他の商売やサービスと違い、誰かが望むものを提供するというものではありません。そしてそこにクオリティという概念がないのです。

アーティスト本人が本人の中で自分の求める理想に対して、自分のクオリティを見つめるという意味では存在しますが、他人との比較ではないのです。

アーティストは表現者であり、その表現方法は自由だからです。

小山さんの記事で上がっている「意見するものではない」というのはこういう事です。「ファンは純粋に応援する立場」というのもここに集約されます。 大事な事は、「意見」と「感想」は違うという事です。          述べたきゃ「良いか悪いか」だけ述べ、                「あーした方が良い、こーした方が良い」という意見は不要だという事です。(聞かれた時は答えれば良いですが。)

例えば音楽で「ゴールデンボンバー」というグループがいます。      彼らは楽器を弾けませんがバンドとして活動をしています。        既にバンドは楽器が弾けるという概念がありません。           つまり演奏が上手いとか下手というクオリティが存在しません。      楽器が弾けない分、如何に面白く見せるかという追及をセルフプロデュースで実践して行った結果、それが受けて人気者になりました。

バンドは生演奏が最高と考える人たちには受けないでしょうが、      彼らは彼ら自身がそれを全く望んでいません。              そんな事を提供したい訳ではないからです。               それが彼らの自由なアーティスト活動という表現なのです。

美術ではもっと分かり易い例があります。例えば「ピカソ」です。

ピカソは何も絵が下手な訳ではなく、                  一般的な油彩画も非常に上手く描けるのです。

ある時、フランスの建築家の                      「単純さは芸術における目標ではないが、物事の本質を突き詰めると、意に反して単純さに至る。」という言葉に感銘し、抽象芸術の道へ進みます。

「宇宙船地球号」という考え方があります。               我々人類は地球という名の宇宙船に乗っていて、地球はそれ自体が既に芸術作品であるという考え方です。                      例えば「葉っぱ」は、一口に葉っぱと言っても、色、形、一つとして同じものはありません。植物の葉という共通点以外は何一つ共通しないのです。

つまり、顔の輪郭があり、目、鼻、口、があれば、            それはどんな色、形であれ、「顔」である。               という立場に立った考え方をしています。                だからああいう絵になるのか!と納得しますよね。

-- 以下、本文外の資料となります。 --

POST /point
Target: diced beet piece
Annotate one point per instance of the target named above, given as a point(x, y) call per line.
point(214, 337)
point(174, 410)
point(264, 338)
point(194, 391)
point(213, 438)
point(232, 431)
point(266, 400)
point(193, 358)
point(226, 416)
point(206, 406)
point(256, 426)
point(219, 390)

その視点からピカソの絵を見ると、「なるほど良く分かる!」「これは凄い!」と時代が追いついた結果、ピカソは有名画家の仲間入りを果たしました。

抽象芸術に目覚め、自分の描きたい事を追求し見付けたピカソの結果があれらの絵であり、一般的な油彩画を描いていた前期のピカソは消えたのです。  

元々の絵が好きだった人たちが、幾ら目覚めた後期のピカソに前期のような絵を描いて欲しいと言ったって無駄です。                 

ピカソが描きたいのは抽象芸術であり、ただの風景画ではないからです。

お金を払われて「売る」目的があってお金の為にオーダーを受ける以外、  誰かが観たい絵を描く画家はいません。                 美術史に残る有名な画家たちはその誰もが、               自分の描きたい絵をただただ追求し描いていただけなのです。

これが芸術家であり、それら各々に自身の芸術論が存在しています。    美大に通っている現代の大学生や、芸術家として活動している       全てのアーティストに共通して、                    みんな自分が創りたいものを作っているだけなのです。

音楽も同じです。                           アーティストがしたいのは皆、自分自身の表現です。           だから表現者なのです。アーティストというのは芸術家です。

自分自身の追求以外の何ものでもなく、そこを高めようと活動していて、  そういうアーティストに対し他人がとやかく意見を言うというのは、    それが正しいとか間違っているとか良いとか悪いとかではなく、      全て自分以外の価値観の押し付けであり、                アーティストからすれば悪質なクレームと大して変わらないという事です。 邪魔でしかありません。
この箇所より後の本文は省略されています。